Experimental errors, which deteriorate a QSPR model, are inevitable in reality. The top ten poorly predicted compounds are listed in Table 1. Interestingly, the predicted permeability is higher than the observed in 8 of the 10 cases. Eight of the ten molecules are organic bases (4) or acids (4). The impact of ionization of a substance on its permeability is complicated. It has been reported that PAMPA permeability is negatively correlated to the |pK_a − pH| value for poorly permeable compounds, whereas a positive correlation is observed for those with high permeability (logP_eff > 1.5 when logP_eff is recorded in the unit of 10⁻⁶ cm/sec).³¹ |pK_a − pH| value is directly associated with the amount of the unionized form of the compound (|pH − pK_a| = −log (fraction of unionized substance)). Due to the amphiphilic nature of the artificial membrane used in PAMPA experiment, the ionized form of the compounds generally have low permeability because of the higher energy required for the charged form to permeate the membranes. On the other hand, the ionized form of a compound is generally more soluble than its neutral form. Indeed, the 499 organic acids in the dataset have an averaged logP_eff of 1.44 log units, much lower than the averaged logP_eff of the whole dataset, which are 2.32 log units. Since higher level of experimental uncertainty is usually observed for low permeable compounds, the less accurate predictions of logP_eff for the ionizable compounds might be attributed to the experimental errors associated with these compounds. The higher deviations are observed for less permeable compounds, as clearly illustrated in Fig. 6a. Among the ten poorly predicted compounds, seven compounds are measured less permeable with logP_eff lower than 1.2 log units. Therefore, the loss of predictivity for the ionizable compounds is presumably due to the experimental fluctuations associated with the low permeability of such compounds.

Table 1.

The structures of the top 10 poorly predicted compounds with their observed and predicted logP_eff. The compounds in the table were purchased and characterized at NCATS.

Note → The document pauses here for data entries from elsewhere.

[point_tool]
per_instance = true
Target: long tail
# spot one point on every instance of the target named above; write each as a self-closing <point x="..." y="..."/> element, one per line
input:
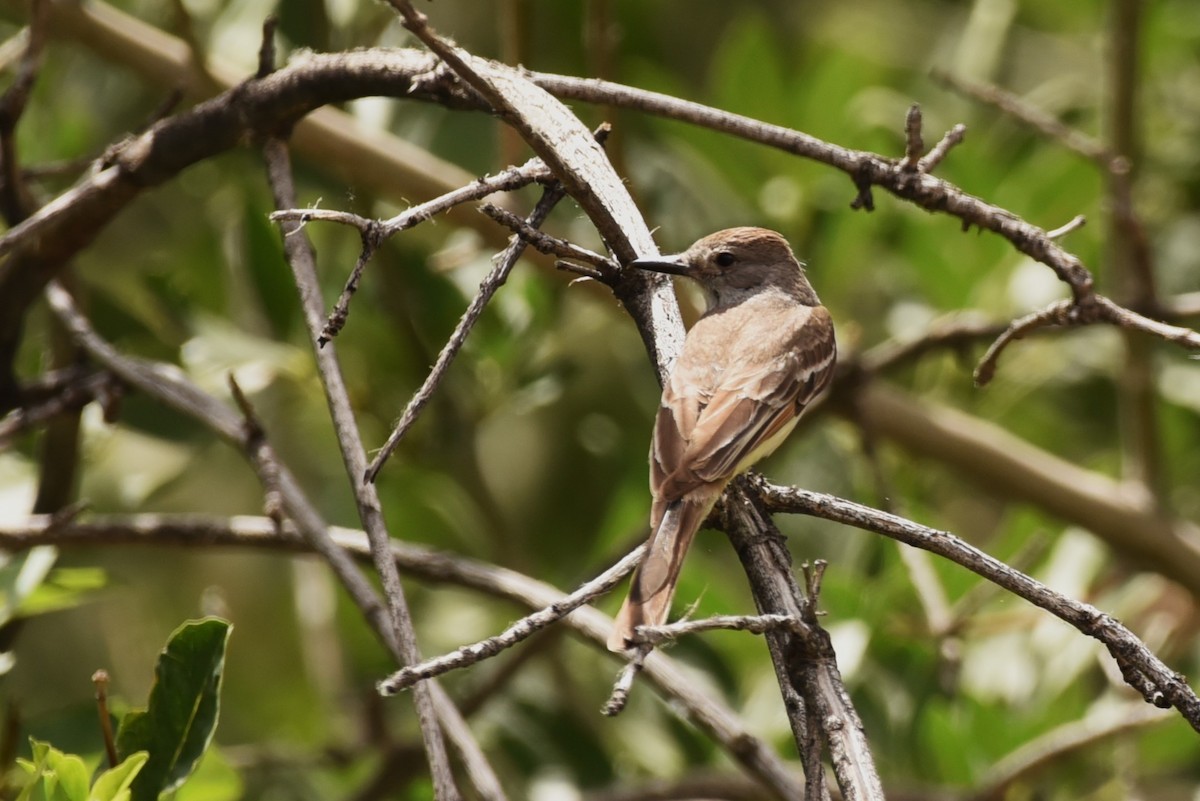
<point x="654" y="583"/>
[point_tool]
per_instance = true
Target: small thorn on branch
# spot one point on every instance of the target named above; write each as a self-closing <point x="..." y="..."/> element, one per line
<point x="913" y="143"/>
<point x="267" y="49"/>
<point x="935" y="156"/>
<point x="1078" y="222"/>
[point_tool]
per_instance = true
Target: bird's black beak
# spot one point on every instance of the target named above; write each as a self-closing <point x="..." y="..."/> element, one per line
<point x="672" y="265"/>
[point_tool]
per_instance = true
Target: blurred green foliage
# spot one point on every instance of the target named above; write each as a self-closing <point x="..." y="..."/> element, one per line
<point x="533" y="452"/>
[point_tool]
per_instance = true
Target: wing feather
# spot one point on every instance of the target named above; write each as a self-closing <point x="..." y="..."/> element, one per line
<point x="717" y="419"/>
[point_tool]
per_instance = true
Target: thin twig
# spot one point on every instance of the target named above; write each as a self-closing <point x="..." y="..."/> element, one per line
<point x="255" y="437"/>
<point x="376" y="232"/>
<point x="624" y="684"/>
<point x="1140" y="668"/>
<point x="550" y="245"/>
<point x="517" y="632"/>
<point x="15" y="204"/>
<point x="304" y="269"/>
<point x="1032" y="116"/>
<point x="84" y="387"/>
<point x="100" y="680"/>
<point x="751" y="624"/>
<point x="913" y="144"/>
<point x="705" y="711"/>
<point x="1057" y="313"/>
<point x="487" y="288"/>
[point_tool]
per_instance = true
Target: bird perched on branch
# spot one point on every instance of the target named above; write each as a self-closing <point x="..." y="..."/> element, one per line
<point x="761" y="353"/>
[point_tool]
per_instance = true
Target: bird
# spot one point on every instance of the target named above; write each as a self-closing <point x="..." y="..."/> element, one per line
<point x="749" y="367"/>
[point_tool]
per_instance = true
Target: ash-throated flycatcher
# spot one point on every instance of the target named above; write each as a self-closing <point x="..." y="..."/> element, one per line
<point x="749" y="367"/>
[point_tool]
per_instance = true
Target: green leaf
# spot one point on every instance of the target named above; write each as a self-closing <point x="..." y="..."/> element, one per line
<point x="63" y="589"/>
<point x="215" y="780"/>
<point x="181" y="716"/>
<point x="61" y="777"/>
<point x="114" y="783"/>
<point x="21" y="574"/>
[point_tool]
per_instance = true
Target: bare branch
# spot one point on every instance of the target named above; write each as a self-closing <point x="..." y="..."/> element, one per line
<point x="304" y="269"/>
<point x="517" y="632"/>
<point x="1141" y="669"/>
<point x="1032" y="116"/>
<point x="751" y="624"/>
<point x="708" y="714"/>
<point x="487" y="288"/>
<point x="552" y="246"/>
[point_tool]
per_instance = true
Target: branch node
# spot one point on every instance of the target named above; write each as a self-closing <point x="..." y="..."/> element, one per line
<point x="624" y="684"/>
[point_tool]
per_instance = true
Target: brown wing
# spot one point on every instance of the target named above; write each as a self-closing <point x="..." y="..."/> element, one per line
<point x="718" y="419"/>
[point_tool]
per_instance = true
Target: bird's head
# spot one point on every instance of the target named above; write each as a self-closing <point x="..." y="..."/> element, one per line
<point x="738" y="263"/>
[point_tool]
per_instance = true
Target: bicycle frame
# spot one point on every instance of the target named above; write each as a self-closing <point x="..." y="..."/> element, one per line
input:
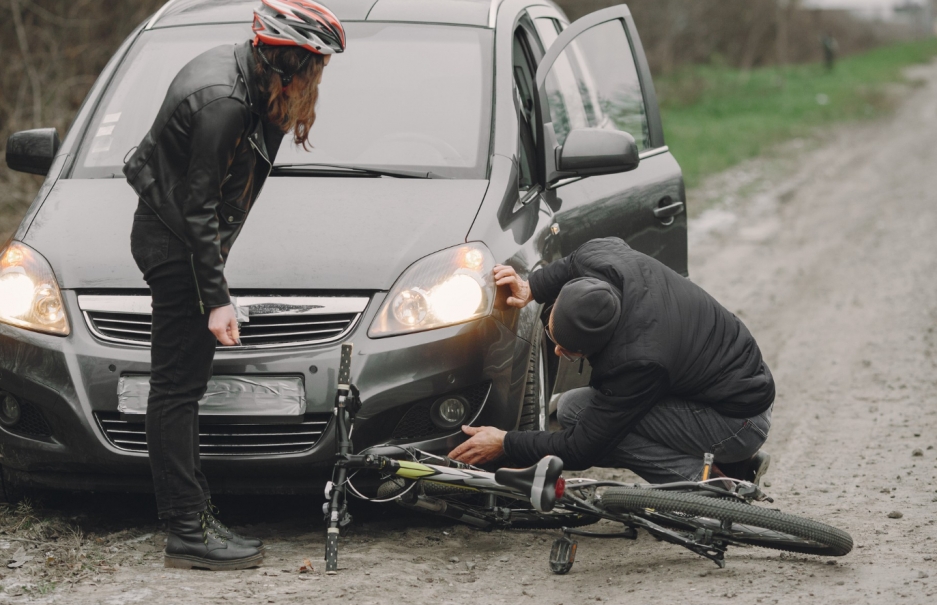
<point x="455" y="474"/>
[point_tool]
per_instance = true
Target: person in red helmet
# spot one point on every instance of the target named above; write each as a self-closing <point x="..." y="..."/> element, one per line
<point x="197" y="173"/>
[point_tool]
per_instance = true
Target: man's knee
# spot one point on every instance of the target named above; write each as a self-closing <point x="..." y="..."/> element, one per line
<point x="570" y="406"/>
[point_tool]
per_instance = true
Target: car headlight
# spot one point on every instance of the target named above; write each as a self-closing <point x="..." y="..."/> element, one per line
<point x="450" y="287"/>
<point x="29" y="295"/>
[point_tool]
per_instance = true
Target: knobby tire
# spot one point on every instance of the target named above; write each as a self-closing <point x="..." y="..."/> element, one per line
<point x="826" y="540"/>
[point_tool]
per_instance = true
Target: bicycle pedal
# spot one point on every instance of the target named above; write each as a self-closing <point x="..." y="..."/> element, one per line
<point x="562" y="555"/>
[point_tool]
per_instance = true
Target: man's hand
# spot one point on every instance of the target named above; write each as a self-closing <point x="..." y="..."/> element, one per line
<point x="486" y="444"/>
<point x="222" y="321"/>
<point x="520" y="290"/>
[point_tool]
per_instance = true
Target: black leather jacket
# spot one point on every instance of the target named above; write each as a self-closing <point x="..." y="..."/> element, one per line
<point x="205" y="160"/>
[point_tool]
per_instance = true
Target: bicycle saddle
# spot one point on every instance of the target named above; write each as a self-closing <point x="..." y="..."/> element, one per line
<point x="542" y="483"/>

Obs.	logPeff Pred.	Diff.	New	Known
0.47	2.70	2.22	N	Y
0.08	2.05	1.98	N	Y
0.74	2.51	1.78	N	Y
2.08	0.69	1.38	N	Y
2.35	0.97	1.38	N	Y
1.04	2.31	1.27	N	Y
0.06	1.20	1.14	N	Y
1.24	2.34	1.10	N	Y
1.54	2.64	1.10	N	Y
1.20	2.27	1.07	N	Y

Open in a new tab

Interpretability of the models

A good QSPR model is not only statistically solid, but also instructive and interpretable. Interpretability of a QSPR model depends on both molecular descriptors and statistical tools. One major advantage of using atom types as molecular descriptor is its excellent interpretability. SVM employs kernel transformation; thus it is considered a “black box” technique. A correlation matrix, created by calculating the correlations between each column of the input data with that of each row of the kernel matrix, will express the contribution of each input variable to the kernel matrix.³² This technique resumes the interpretability of SVM, making it a transparent and comprehensible algorithm.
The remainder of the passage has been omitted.